# Adacompress: Adaptive compression for online computer vision services

## Contents

## Presented by

Ahmed Hussein Salamah

## Introduction

Big data and deep learning have been merged to create the great success of artificial intelligence which increases the burden on the network's speed, computational complexity, and storage in many applications. The image Classification task is one of the most important computer vision tasks which has shown a high dependency on Deep Neural Networks to improve their performance in many applications. Recently, they tend to use different image classification models on the cloud just to share the computational power between the different users as mentioned in this paper (e.g., SenseTime, Baidu Vision and Google Vision, etc.). Most of the researchers in the literature work to improve the structure and increase the depth of DNNs to achieve better performance from the point of how the features are represented and crafted using Conventional Neural Networks (CNNs). As the most well-known image classification datasets (e.g. ImageNet) are compressed using JPEG and this compression technique is optimized for Human Visual System (HVS) but not the machines (i.e. DNNs), so to be aligned with HVS the authors have to reconfigure the JPEG while maintaining the same classification accuracy. JPEG is a lossy form of compression meaning some information will be lost though for the benefit of an improved compression ratio.

## Methodology

**Figure 1:**Comparing to the conventional solution, the authors [1] solution can update the compression strategy based on the backend model feedback

One of the major parameters that can be changed in the JPEG pipeline is the quantization table, which is the main source of artifacts added in the image to make it lossless compression as shown in [1, 4]. The authors got motivated to change the JPEG configuration to optimize the uploading rate of different cloud computer vision without considering pre-knowledge of the original model and dataset. In contrast to the authors in [2, 3, 5] which they adjust the JPEG configuration according to retrain the parameters or the structure of the model. They considered the lack of undefined quantization level which decreases the image rate and quality but the deep learning model can still recognize it as shown in [4]. The authors in [1] used Deep Reinforcement learning (DRL) in an online manner to choose the quantization level to upload an image to the cloud for the computer vision model and this is the only approach to design an adaptive JPEG based on *RL mechanism*.
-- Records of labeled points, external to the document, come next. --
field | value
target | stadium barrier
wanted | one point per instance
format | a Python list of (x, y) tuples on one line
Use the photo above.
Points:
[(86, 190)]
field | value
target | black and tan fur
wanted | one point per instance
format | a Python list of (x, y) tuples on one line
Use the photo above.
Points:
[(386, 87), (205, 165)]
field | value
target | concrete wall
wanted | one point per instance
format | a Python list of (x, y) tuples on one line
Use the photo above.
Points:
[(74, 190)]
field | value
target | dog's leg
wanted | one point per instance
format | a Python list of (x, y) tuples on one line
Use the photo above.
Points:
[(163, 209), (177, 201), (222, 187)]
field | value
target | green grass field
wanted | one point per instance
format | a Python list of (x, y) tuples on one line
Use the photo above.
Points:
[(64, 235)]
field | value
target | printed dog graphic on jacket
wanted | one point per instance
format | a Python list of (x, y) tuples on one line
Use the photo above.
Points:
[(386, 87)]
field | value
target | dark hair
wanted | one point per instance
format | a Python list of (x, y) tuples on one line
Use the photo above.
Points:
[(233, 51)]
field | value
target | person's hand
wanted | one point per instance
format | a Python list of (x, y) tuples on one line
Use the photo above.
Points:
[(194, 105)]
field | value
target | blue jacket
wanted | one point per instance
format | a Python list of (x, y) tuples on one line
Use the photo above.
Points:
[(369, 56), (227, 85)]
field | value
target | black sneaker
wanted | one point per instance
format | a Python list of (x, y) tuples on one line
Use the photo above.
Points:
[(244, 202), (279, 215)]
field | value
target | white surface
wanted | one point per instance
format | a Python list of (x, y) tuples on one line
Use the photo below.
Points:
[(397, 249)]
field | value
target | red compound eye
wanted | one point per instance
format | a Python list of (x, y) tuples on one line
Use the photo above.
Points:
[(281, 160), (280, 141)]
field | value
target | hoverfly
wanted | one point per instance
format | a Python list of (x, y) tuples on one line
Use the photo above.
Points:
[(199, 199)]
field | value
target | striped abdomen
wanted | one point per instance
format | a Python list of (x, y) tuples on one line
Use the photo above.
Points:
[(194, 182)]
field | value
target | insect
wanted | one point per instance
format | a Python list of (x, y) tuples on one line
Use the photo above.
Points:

The approach is designed based on an interactive training environment which represents any computer vision cloud services, then they needed a tool to evaluate and predict the performance of quantization level on an uploaded image, so they used a deep Q neural network agent. They feed the agent with a reward function which considers two optimization parameters, accuracy and image size. It works as iterative behavior interacting with the environment. The environment is exposed to different images with different virtual redundant information that needs an adaptive solution for each image to select the suitable compression level for the model. Thus, they designed an explore-exploit mechanism to train the agent on different scenery which is designed in deep Q agent as an inference-estimate-retain mechanism to control to restart the training procedure for each image. The authors verify their approach by providing some analysis and insight using Grad-Cam [8] by showing some patterns of each image with its own corresponding quality factor. Each image shows a different response from a deep model to show that images are more sensitive to large smooth areas, while is more robust compression for images with complex textures.
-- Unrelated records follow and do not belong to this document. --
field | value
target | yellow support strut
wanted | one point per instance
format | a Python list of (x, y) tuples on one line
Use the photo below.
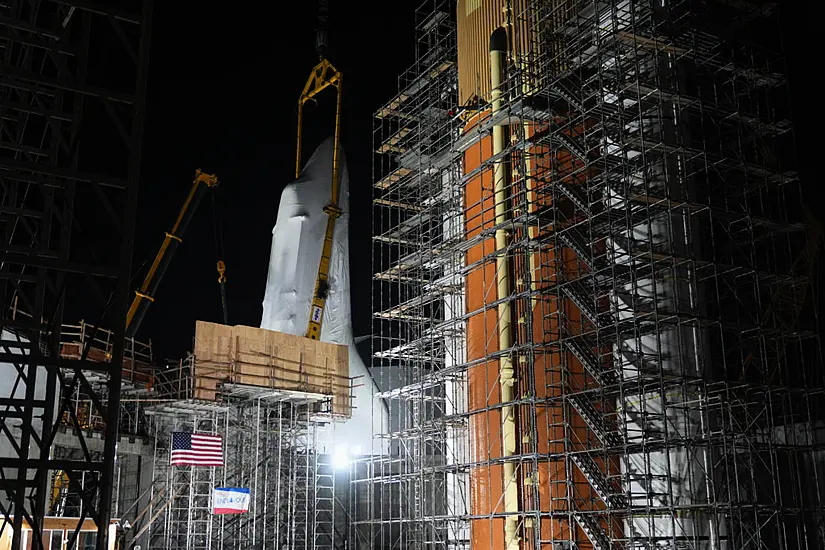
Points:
[(323, 76)]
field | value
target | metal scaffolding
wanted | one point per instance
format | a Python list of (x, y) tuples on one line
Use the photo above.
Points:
[(59, 91), (276, 444), (594, 324)]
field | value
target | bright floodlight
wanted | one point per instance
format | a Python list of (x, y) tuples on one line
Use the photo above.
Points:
[(340, 457)]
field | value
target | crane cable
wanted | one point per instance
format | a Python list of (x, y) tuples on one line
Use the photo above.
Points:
[(219, 252), (321, 39)]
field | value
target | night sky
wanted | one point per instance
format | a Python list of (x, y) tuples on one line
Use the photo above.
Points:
[(223, 88), (223, 85)]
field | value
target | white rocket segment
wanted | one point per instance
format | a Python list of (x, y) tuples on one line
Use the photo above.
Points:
[(297, 240)]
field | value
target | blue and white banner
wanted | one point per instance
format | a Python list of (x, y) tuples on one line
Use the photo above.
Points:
[(228, 500)]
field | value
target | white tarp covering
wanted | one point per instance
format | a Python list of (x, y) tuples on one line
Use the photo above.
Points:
[(297, 240)]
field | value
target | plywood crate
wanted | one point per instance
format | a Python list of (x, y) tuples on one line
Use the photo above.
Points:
[(268, 359)]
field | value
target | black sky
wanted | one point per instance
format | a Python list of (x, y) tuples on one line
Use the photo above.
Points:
[(223, 84)]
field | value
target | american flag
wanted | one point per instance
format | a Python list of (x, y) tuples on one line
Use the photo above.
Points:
[(194, 449)]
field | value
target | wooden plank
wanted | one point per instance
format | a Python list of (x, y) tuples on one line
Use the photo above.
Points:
[(268, 359)]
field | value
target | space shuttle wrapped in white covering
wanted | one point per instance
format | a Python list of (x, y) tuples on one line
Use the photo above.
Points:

**What is a quantization table?**

Before getting to the quantization table first look a the basic architecture of JPEG's baseline system. This has 4 blocks FDCT (Fast Discrete Cosine Transformation), quantizer, statistical model, and entropy encoder. The FCDT block takes an input image separated into [math] n \times n [/math] blocks and applies a discrete cosine transformation creating DCT terms. These DCT terms are values from a relatively large discrete set that will be then mapped through the process of quantization to a smaller discrete set. This is accomplished with a quantization table at the quantizer block, which is designed to preserve low-frequency information at the cost of the high-frequency information. This preference for low frequency information is made because losing high frequency information isn't as impactful to the image when perceived by a humans visual system.

## Problem Formulation

The authors formulate the problem by referring to the cloud deep learning service as [math] \vec{y}_i = M(x_i)[/math] to predict results list [math] \vec{y}_i [/math] for an input image [math] x_i [/math], and for reference input [math] x \in X_{\rm ref} [/math] the output is [math] \vec{y}_{\rm ref} = M(x_{\rm ref}) [/math]. It is referred [math] \vec{y}_{\rm ref} [/math] as the ground truth label and also [math] \vec{y}_c = M(x_c) [/math] for compressed image [math] x_{c} [/math] with quality factor [math] c [/math].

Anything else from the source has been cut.